On July 27, about 400 members of the Brooklyn Diocese contingent, paid a solemn visit to the camp that is considered a symbol of terror, genocide and the Holocaust.
Jason Reyes and Matthew Perez, students at Xaverian H.S., Bay Ridge, said that the visit to the site where at least 1,100,000 people were murdered during World War II brought a deep sadness.
“As soon as you walked in, the aura was completely solemn and walking in and knowing what happened there and all the people who died,” Reyes said. “It was heartbreaking to see what happened there.”
From 1942, the camp became a mass murder site. Most of the prisoners who arrived at Auschwitz were immediately sent to die in the Birkenau gas chambers. (Earlier in the week, other pilgrims coming from Brooklyn learned more about the history of Auschwitz and nearby Auschwitz-Birkenau extermination camp.)
Father John Amann, pastor emeritus of Holy Family Church, Canarsie, said that coming to Auschwitz made the pilgrims feel the depths of human nature at its worst.
“We were shocked knowing that so many innocent people died there,” said Laura Ramirez, who came with Brooklyn’s Hispanic Charismatic Renewal group. “We were imagining how it was inside (the barracks), you can feel the weight of the sadness.”
Perez said that he was touched by being able to walk around the place people were brought to be killed. The average life expectancy after arriving at Auschwitz was three months, said the person guiding the tour.
“All I could do really was stand there and read the sign and take off my hat out of respect because there is nothing that could be said to further encapsulate what comes from this visit,” he said.
Later on that day, Bishop DiMarzio reflected on the pilgrims’ visit to Auschwitz in the context of the evil in the world and the need for God’s mercy. He said that Pope Benedict XVI once said the people who committed those murderers were “bereft of any concept of God.”

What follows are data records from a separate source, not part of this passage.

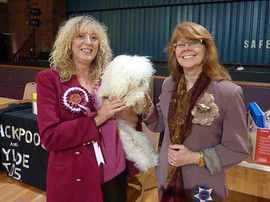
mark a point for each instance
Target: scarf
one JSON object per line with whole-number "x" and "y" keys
{"x": 180, "y": 122}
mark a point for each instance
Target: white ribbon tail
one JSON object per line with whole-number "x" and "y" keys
{"x": 84, "y": 107}
{"x": 98, "y": 153}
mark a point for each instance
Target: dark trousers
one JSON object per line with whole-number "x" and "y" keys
{"x": 115, "y": 190}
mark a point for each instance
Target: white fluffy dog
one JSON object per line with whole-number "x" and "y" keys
{"x": 128, "y": 78}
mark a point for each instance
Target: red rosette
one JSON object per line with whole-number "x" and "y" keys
{"x": 75, "y": 97}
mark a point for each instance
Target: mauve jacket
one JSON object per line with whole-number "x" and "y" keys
{"x": 73, "y": 173}
{"x": 227, "y": 134}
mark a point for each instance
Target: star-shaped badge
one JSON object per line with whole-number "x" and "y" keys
{"x": 204, "y": 194}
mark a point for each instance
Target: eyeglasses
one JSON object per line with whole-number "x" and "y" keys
{"x": 192, "y": 43}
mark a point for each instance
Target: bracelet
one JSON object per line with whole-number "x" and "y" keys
{"x": 201, "y": 162}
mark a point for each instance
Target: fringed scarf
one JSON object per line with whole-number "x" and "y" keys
{"x": 180, "y": 121}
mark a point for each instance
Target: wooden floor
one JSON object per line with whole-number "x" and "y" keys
{"x": 246, "y": 187}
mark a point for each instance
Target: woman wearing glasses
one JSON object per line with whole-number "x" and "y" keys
{"x": 203, "y": 118}
{"x": 87, "y": 160}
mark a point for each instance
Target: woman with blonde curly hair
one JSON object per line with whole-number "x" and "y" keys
{"x": 87, "y": 160}
{"x": 203, "y": 117}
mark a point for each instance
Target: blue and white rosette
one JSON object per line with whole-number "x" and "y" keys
{"x": 203, "y": 194}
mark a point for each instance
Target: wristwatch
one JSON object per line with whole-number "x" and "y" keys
{"x": 201, "y": 162}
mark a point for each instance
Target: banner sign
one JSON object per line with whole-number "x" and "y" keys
{"x": 23, "y": 156}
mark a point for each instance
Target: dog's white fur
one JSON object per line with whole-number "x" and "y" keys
{"x": 128, "y": 78}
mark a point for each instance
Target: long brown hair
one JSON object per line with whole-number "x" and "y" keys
{"x": 211, "y": 66}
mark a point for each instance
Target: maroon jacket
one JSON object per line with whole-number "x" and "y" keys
{"x": 73, "y": 173}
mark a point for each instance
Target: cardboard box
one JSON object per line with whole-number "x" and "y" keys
{"x": 260, "y": 142}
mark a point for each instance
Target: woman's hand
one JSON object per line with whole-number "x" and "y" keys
{"x": 108, "y": 110}
{"x": 180, "y": 155}
{"x": 129, "y": 116}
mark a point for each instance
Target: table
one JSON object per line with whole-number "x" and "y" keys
{"x": 22, "y": 154}
{"x": 5, "y": 101}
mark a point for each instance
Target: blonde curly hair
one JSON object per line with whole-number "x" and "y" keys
{"x": 61, "y": 55}
{"x": 211, "y": 66}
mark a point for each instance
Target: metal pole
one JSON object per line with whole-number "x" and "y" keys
{"x": 29, "y": 30}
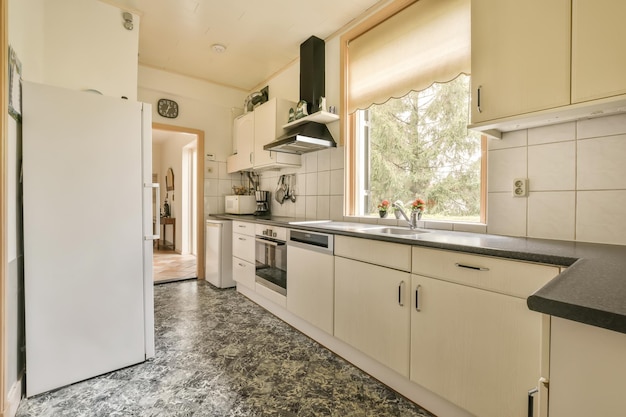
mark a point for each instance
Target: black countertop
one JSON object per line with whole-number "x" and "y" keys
{"x": 592, "y": 290}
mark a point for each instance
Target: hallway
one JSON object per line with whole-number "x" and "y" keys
{"x": 171, "y": 266}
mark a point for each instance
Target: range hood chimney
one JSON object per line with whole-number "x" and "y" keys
{"x": 308, "y": 136}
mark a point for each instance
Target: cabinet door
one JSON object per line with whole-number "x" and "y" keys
{"x": 243, "y": 142}
{"x": 598, "y": 55}
{"x": 372, "y": 311}
{"x": 311, "y": 286}
{"x": 478, "y": 349}
{"x": 520, "y": 56}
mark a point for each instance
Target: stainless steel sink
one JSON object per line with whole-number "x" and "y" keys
{"x": 398, "y": 231}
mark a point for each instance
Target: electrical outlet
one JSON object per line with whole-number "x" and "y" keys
{"x": 520, "y": 187}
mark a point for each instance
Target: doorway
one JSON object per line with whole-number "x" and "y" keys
{"x": 178, "y": 167}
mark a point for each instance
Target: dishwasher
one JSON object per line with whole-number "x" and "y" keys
{"x": 311, "y": 277}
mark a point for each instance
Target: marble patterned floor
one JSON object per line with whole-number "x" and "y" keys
{"x": 219, "y": 354}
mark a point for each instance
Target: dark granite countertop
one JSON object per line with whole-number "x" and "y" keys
{"x": 592, "y": 290}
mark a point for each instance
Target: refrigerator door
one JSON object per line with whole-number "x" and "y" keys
{"x": 86, "y": 296}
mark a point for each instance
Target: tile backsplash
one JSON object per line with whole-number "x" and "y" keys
{"x": 577, "y": 181}
{"x": 319, "y": 186}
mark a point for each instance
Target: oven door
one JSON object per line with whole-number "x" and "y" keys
{"x": 271, "y": 264}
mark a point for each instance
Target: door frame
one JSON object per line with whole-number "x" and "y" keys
{"x": 199, "y": 189}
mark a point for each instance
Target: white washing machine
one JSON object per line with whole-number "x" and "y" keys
{"x": 219, "y": 253}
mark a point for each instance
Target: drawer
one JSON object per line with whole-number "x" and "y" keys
{"x": 243, "y": 272}
{"x": 244, "y": 228}
{"x": 243, "y": 247}
{"x": 271, "y": 231}
{"x": 516, "y": 278}
{"x": 392, "y": 255}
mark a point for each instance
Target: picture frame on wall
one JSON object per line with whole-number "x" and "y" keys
{"x": 15, "y": 85}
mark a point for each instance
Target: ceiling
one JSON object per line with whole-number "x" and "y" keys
{"x": 261, "y": 36}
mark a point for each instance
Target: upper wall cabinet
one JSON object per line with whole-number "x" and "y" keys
{"x": 524, "y": 55}
{"x": 598, "y": 55}
{"x": 520, "y": 57}
{"x": 254, "y": 130}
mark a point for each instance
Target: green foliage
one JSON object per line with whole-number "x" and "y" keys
{"x": 420, "y": 147}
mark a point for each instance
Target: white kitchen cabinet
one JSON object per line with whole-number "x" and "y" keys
{"x": 473, "y": 339}
{"x": 244, "y": 269}
{"x": 310, "y": 292}
{"x": 520, "y": 56}
{"x": 372, "y": 311}
{"x": 587, "y": 370}
{"x": 478, "y": 349}
{"x": 243, "y": 141}
{"x": 598, "y": 55}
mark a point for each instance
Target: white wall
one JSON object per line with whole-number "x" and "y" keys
{"x": 577, "y": 181}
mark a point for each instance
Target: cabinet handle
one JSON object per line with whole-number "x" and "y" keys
{"x": 417, "y": 297}
{"x": 400, "y": 291}
{"x": 475, "y": 268}
{"x": 531, "y": 401}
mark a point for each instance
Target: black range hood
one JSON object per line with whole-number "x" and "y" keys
{"x": 308, "y": 136}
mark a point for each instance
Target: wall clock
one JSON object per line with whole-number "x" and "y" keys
{"x": 167, "y": 108}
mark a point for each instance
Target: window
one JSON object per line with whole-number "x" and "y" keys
{"x": 406, "y": 110}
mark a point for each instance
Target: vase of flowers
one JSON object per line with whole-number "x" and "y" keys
{"x": 418, "y": 205}
{"x": 383, "y": 208}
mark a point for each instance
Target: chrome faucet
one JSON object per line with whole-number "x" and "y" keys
{"x": 413, "y": 221}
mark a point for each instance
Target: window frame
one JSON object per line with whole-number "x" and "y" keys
{"x": 348, "y": 121}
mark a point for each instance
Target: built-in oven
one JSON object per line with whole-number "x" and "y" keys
{"x": 271, "y": 258}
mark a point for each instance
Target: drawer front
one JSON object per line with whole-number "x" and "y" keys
{"x": 243, "y": 247}
{"x": 271, "y": 231}
{"x": 243, "y": 228}
{"x": 392, "y": 255}
{"x": 243, "y": 272}
{"x": 516, "y": 278}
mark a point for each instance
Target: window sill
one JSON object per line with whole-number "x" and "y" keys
{"x": 422, "y": 224}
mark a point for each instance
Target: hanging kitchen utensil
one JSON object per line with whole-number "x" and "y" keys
{"x": 293, "y": 189}
{"x": 280, "y": 192}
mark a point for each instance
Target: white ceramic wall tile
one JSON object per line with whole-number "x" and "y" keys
{"x": 601, "y": 163}
{"x": 323, "y": 183}
{"x": 337, "y": 157}
{"x": 601, "y": 126}
{"x": 509, "y": 140}
{"x": 552, "y": 166}
{"x": 225, "y": 187}
{"x": 311, "y": 207}
{"x": 211, "y": 169}
{"x": 600, "y": 217}
{"x": 211, "y": 188}
{"x": 552, "y": 133}
{"x": 336, "y": 207}
{"x": 551, "y": 215}
{"x": 323, "y": 207}
{"x": 506, "y": 215}
{"x": 323, "y": 160}
{"x": 310, "y": 163}
{"x": 504, "y": 165}
{"x": 336, "y": 182}
{"x": 311, "y": 184}
{"x": 221, "y": 170}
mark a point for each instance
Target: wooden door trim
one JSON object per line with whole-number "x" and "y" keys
{"x": 199, "y": 189}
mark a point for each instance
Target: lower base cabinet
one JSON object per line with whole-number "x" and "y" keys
{"x": 479, "y": 349}
{"x": 372, "y": 311}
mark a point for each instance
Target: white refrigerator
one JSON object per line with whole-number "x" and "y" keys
{"x": 88, "y": 231}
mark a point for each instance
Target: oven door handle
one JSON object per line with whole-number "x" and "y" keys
{"x": 269, "y": 242}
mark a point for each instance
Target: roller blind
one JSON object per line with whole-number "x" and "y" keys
{"x": 427, "y": 42}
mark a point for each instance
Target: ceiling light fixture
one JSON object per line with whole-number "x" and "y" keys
{"x": 218, "y": 48}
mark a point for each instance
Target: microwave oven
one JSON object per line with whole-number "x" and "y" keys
{"x": 240, "y": 204}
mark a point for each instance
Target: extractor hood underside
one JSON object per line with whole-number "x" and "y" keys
{"x": 307, "y": 137}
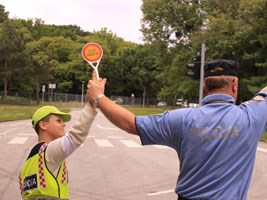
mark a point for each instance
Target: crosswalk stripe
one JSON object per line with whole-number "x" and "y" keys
{"x": 103, "y": 143}
{"x": 262, "y": 149}
{"x": 18, "y": 140}
{"x": 6, "y": 132}
{"x": 130, "y": 143}
{"x": 161, "y": 147}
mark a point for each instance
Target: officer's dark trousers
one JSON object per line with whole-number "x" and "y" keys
{"x": 182, "y": 198}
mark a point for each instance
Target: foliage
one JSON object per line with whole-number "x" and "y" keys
{"x": 33, "y": 53}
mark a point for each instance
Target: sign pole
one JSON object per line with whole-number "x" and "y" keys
{"x": 92, "y": 53}
{"x": 201, "y": 73}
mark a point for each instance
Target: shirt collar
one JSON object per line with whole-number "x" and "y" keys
{"x": 218, "y": 97}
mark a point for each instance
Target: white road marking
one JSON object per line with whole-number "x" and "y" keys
{"x": 103, "y": 143}
{"x": 107, "y": 128}
{"x": 115, "y": 137}
{"x": 161, "y": 147}
{"x": 130, "y": 143}
{"x": 17, "y": 124}
{"x": 6, "y": 132}
{"x": 18, "y": 140}
{"x": 159, "y": 193}
{"x": 27, "y": 134}
{"x": 262, "y": 149}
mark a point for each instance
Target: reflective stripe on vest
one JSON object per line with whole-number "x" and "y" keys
{"x": 36, "y": 181}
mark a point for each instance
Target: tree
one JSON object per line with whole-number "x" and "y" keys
{"x": 11, "y": 48}
{"x": 171, "y": 21}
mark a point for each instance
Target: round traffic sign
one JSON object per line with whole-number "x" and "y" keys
{"x": 92, "y": 52}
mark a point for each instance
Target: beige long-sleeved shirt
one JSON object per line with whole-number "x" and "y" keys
{"x": 59, "y": 149}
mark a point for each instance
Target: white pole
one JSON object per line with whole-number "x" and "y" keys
{"x": 201, "y": 73}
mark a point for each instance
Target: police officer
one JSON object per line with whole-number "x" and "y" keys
{"x": 216, "y": 143}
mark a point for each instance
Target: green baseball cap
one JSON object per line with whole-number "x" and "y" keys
{"x": 44, "y": 111}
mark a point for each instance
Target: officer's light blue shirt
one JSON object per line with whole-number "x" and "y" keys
{"x": 216, "y": 144}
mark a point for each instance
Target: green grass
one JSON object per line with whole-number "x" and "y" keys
{"x": 13, "y": 112}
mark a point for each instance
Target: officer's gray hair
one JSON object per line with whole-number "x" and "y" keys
{"x": 218, "y": 82}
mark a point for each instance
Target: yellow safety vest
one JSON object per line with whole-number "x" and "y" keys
{"x": 36, "y": 181}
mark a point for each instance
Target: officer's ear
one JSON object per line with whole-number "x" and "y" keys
{"x": 235, "y": 85}
{"x": 42, "y": 125}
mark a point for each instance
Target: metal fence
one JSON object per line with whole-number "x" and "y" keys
{"x": 26, "y": 98}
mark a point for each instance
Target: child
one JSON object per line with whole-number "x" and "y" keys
{"x": 44, "y": 174}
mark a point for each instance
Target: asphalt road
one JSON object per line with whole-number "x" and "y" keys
{"x": 110, "y": 165}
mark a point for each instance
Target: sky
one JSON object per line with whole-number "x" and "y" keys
{"x": 121, "y": 17}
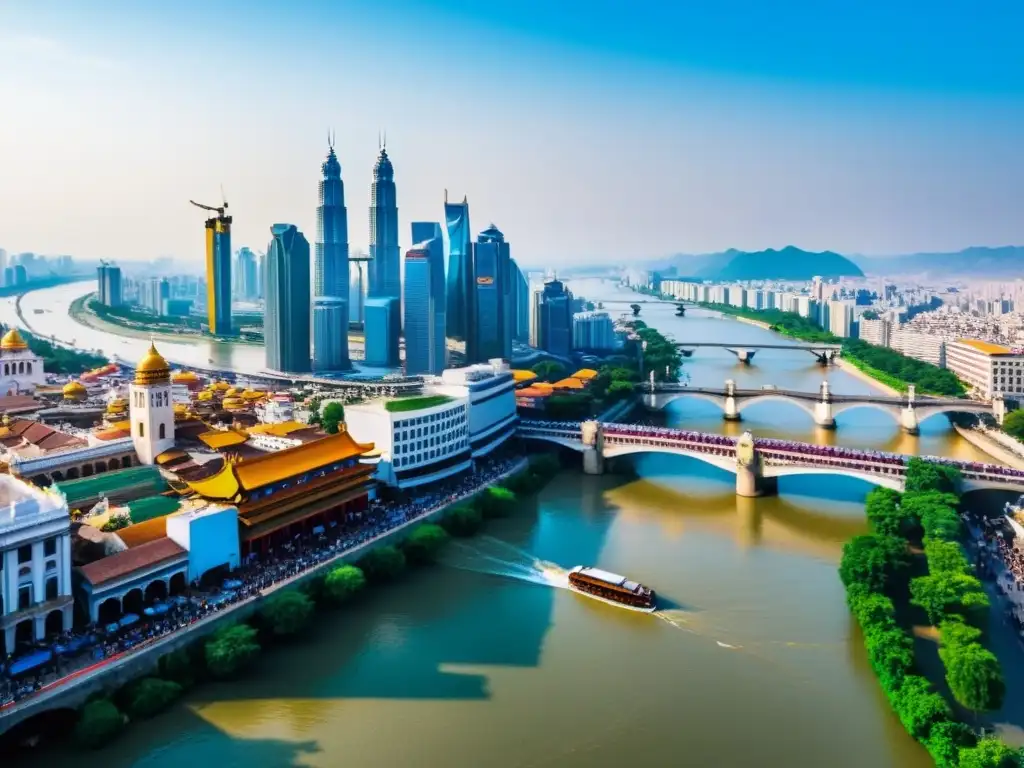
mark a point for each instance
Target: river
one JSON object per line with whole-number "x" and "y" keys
{"x": 480, "y": 662}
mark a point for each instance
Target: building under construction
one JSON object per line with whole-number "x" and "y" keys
{"x": 218, "y": 268}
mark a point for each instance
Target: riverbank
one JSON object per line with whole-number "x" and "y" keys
{"x": 82, "y": 314}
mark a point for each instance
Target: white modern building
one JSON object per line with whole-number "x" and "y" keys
{"x": 987, "y": 369}
{"x": 421, "y": 439}
{"x": 489, "y": 388}
{"x": 35, "y": 563}
{"x": 20, "y": 370}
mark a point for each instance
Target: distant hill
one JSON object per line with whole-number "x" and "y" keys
{"x": 1006, "y": 261}
{"x": 787, "y": 263}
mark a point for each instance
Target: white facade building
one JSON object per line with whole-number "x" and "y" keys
{"x": 419, "y": 445}
{"x": 987, "y": 369}
{"x": 35, "y": 563}
{"x": 491, "y": 391}
{"x": 20, "y": 370}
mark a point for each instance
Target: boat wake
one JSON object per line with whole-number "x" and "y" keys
{"x": 495, "y": 557}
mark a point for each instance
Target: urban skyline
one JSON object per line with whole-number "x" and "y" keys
{"x": 902, "y": 147}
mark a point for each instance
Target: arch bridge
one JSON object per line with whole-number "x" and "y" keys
{"x": 757, "y": 464}
{"x": 908, "y": 410}
{"x": 824, "y": 353}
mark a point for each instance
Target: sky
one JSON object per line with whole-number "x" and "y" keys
{"x": 589, "y": 132}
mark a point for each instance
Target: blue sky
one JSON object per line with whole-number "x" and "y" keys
{"x": 596, "y": 131}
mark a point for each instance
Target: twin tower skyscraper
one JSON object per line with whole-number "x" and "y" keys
{"x": 473, "y": 303}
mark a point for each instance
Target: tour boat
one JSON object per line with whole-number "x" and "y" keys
{"x": 611, "y": 588}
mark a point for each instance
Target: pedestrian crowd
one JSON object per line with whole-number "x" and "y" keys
{"x": 73, "y": 651}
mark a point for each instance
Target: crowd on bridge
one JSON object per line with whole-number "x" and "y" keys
{"x": 74, "y": 651}
{"x": 771, "y": 443}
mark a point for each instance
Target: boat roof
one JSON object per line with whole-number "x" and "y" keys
{"x": 604, "y": 576}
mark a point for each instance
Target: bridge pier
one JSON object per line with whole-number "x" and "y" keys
{"x": 592, "y": 437}
{"x": 751, "y": 480}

“This is what it was like in this un-Christian approach to elimination of people there was no love, there was no understanding,” he said. “Hopefully as we talk about mercy we’ll understand better how to be merciful to others, how to treat other people.”
He added that Nobel Laureate Elie Weisel, who miraculously survived the Holocaust, had said that “the opposite of love is not hatred, the opposite of love is indifference… good people who didn’t do anything. We have to act on what is good.”
Grace Dolan, 17, of Blessed Trinity parish, Breezy Point, who reflected on the horrors that took place in Auschwitz said this indifference should be avoided at all cost.
“It really scares me how desensitized people can be,” she said. “I think it is really good to bring awareness to people’s humanity.”
Perez added that in this Year of Mercy, seeing the results of the worst of the human capacity for evil was a call to treat people differently and to bring about hope and kindness.
Amid the sadness, there was a sliver of heroism. The pilgrims visited the barracks of the martyred St. Maximilian Kolbe, a Polish Conventual Friar who surrendered his live so another prisoner might live.
“What he did was to give his life for the sake of a family,” Father Amann said. “A young man was there who was the father of six children… and he exchanged places with Maximilian Kolbe, who was exterminated in his place.”
St. John Paul II canonized Maximilian Kolbe in October 1982.
Ramirez added that knowing that “amid all the evil Maximilian brought a bit of light and hope also brings forth hope” amid the violence and death that we live in today’s world.